After much coaxing and cajoling by his folks, the Donkey finally agreed to call the female his folks were emailing him about almost for 2 continuous days. Sitting in the adjoining room. Somehow, they think, an idea assumes an air of importance for the Donkey only if it is emailed to him.


Hence, yours truly did the bravest thing he had attempted in quite some time today morning : Called an unknown female.
Click.
The call was disconnected in the third ring.
Relief. I had an excuse to not go through this after all.

Unfortunately, it was answered in the second attempt. I, as anyone who had spent too much time being an ITDonkey would do, promptly went blank the moment it was. Fortunately, the person at the other end was not one, and she took charge.
5.30 pm, at Fancy Coffee Place.

Quite something , for someone whose idea of "eating out" was having a plate of masala dosa (fondly called as MSL.DSA) in the the office canteen.

What follows is a step by step account of how to score big self goals during such encounters.

- As you all know, most pictures of females taken for matrimonial purposes are seriously Auntyfied. Even in this form, my date for the day , did warrant a second look.
In real life, she was the kind of person, in whose direction all male teams in office crane their collective necks to catch a glimpse of.
And I, on the other hand, look like, well, Me. Which is only slightly worse than a real donkey. Only with less hair. Strike one against the donkey then.

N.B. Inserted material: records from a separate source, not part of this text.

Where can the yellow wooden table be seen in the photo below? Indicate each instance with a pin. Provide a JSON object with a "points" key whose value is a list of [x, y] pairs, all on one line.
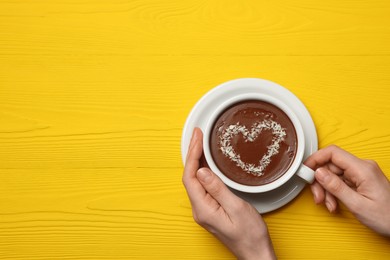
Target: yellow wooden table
{"points": [[94, 95]]}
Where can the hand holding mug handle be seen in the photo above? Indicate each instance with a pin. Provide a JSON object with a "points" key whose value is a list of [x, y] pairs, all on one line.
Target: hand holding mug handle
{"points": [[306, 174]]}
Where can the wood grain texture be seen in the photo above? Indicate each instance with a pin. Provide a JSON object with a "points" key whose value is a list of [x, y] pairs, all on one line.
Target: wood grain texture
{"points": [[94, 95]]}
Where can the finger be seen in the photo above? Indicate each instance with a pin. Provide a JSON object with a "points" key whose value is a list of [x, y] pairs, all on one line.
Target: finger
{"points": [[218, 190], [330, 202], [318, 192], [195, 190], [335, 186], [335, 155], [335, 169]]}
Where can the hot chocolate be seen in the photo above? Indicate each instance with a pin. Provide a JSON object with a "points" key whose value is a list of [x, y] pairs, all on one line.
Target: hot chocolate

- Presented with a form like the mentioned above,most of my brain cells loudly declare "No sir, we are better off staying back in the car..". Thus deserted by most of my key allies, I lurched towards where my date was seated.
"Hi Neha!"
"Hi, its Priya..!".
WHOA!! Thats an unbelievable biggie. The mother of all self goals.
Strike two against the Donkey. And strike three, four and five as well. I was on borrowed strikes now.

- "What exactly does your job involve Mr.Donkey?"
"I..I...umm...I...travel.." .
Borrowed Strike six. I was not even sub-prime strike worthy now.
No idea why I said that. I dont travel. My job involves shuffling some code. As I said, my senses had taken a leave, and were sitting at the adjoining table, having a massive laughter session at my expense. But I had already made myself sound like I am a travelling salesman. That every morning after I get up, I pick my battered briefcase up, and head for a road trip.

Not the correct thing to say to someone whose opening lines clearly said she wanted to stay in Pune. It was not even a correct thing at all.

There were a few other things in between though, including her objective evaluation of me. Had a good laugh while driving back and was finally alone though.